On June 3, Jin10 reported that the People's Bank of China (PBOC) released data on liquidity operations for May 2026, indicating a net injection of 50 billion yuan through open market government bond transactions. According to Jin10, Wang Qing, Chief Macro Analyst at Orient Jincheng, noted that this trend is influenced by multiple factors. The current market liquidity is relatively abundant, reducing the need for the central bank to inject long-term liquidity through large-scale government bond transactions. This reflects the PBOC's intention to guide market interest rates to operate smoothly around policy rates through flexible open market operations.
Industry insiders have highlighted that the PBOC's use of various liquidity tools, including open market government bond transactions, has become more flexible recently. While maintaining the current monetary policy direction, there is a shift in rhythm from 'withdraw first, then inject' to 'peak shaving and valley filling' for flexible regulation.

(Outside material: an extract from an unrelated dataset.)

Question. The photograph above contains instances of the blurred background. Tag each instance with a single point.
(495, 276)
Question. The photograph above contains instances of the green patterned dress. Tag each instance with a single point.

Looking ahead, Wang Qing expects the recent downward fluctuation in the 10-year government bond yield to be influenced by several factors, including international developments, the slowing rise in international oil prices, cooling domestic inflation expectations, and fluctuations in April's macroeconomic data. This may also explain the relatively low level of net government bond transactions in May.
"Looking forward, if the 10-year government bond yield falls below 1.7%, there is a possibility of further reducing the net scale of government bond transactions, or even suspending open market government bond transactions again," Wang Qing added.